Published 10:40 pm Thursday, April 21, 2016

The Back Door Band vocalist and accordionist Glenn Douglas performs during the Low Country Boil.

The Back Door Band vocalist and accordionist Glenn Douglas performs during the Low Country Boil.

The Old Depot Museum’s fourth-annual Low Country Boil was a success despite a last minute venue change from the threat of rain.

“I didn’t think everybody was going to show up. I really wanted it at the museum, just to get them to the museum, but I just had to make sure they were comfortable,” said museum curator Beth Spivey. “Everybody I’ve talked to said it’s fantastic. I haven’t seen anybody upset, and that’s good.”

Spivey said after getting the Old Depot set up just right for the event, she and helpers had to move everything to the George P. Evans Reception Hall at 3:45 p.m., nearly two hours before the event was planned to start.

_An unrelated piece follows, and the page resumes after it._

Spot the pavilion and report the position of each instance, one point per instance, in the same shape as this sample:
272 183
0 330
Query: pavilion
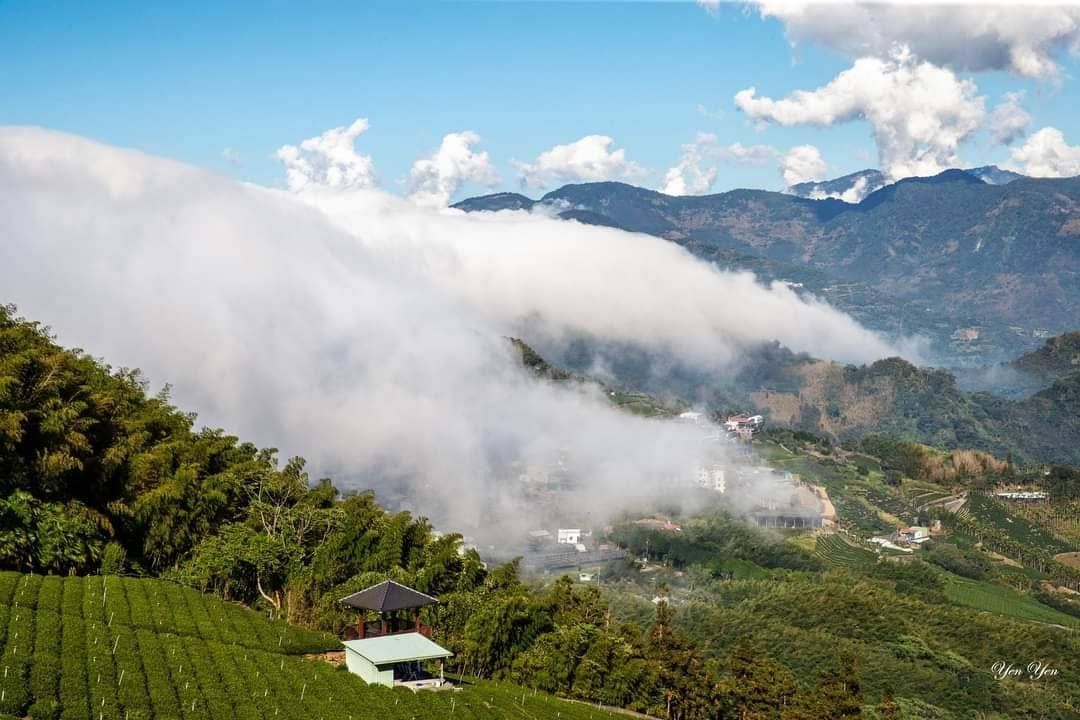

But at the peak of the night, an estimated 450 people were in attendance.

“It’s a good time with good music, [and] it’s for a great cause to support the Old Depot,” said Katie Justice. “I am having a great time.”

Charles Ellis and Maxine Stough dance to Cajun tunes by The Back Door Band during the Old Depot Museum’s fourth-annual Low Country Boil

Charles Ellis and Maxine Stough dance to Cajun tunes by The Back Door Band during the Old Depot Museum’s fourth-annual Low Country Boil

Spivey said it’s the biggest fundraiser for the Old Depot each year.

“We do really good with the Holiday House but this, everybody comes together just to have fun and that’s what Selma’s all about,” she said.

This year Trahan Farms Catering, a family operated crawfish farm and catering business from southern Louisiana, catered the event.

“The food is phenomenal. I’m talking it is the best thing I have ever put in my mouth,” said Wood Spivey.

This is the second year the family business has provided service to the event, but the first time they’ve provided food. Members of the business also play in a band called The Back Door Band, which made its first appearance last year at the boil.

Co-owner Dharma Trahan said the family really enjoyed catering the event and interacting with new people.

“Especially when they ask to learn how to peel crawfish, it’s really fun,” she said.

Trahan said 900 pounds of crawfish were cooked for the event and made to fit everyone’s taste buds.

“It’s not spicy simply because we want everybody to be able to enjoy it,” she said.

Lanny Harrison has attended each event for the past four years. He said he comes back every year for the crawfish.

“[The] crawfish is good,” he said.

Individual tickets were sold for $25 per person. Eight-person sponsor tables were priced at $500 per table. Admission included bottomless crawfish and beverages. Desserts, corn, potatoes, popcorn and peanuts were also served.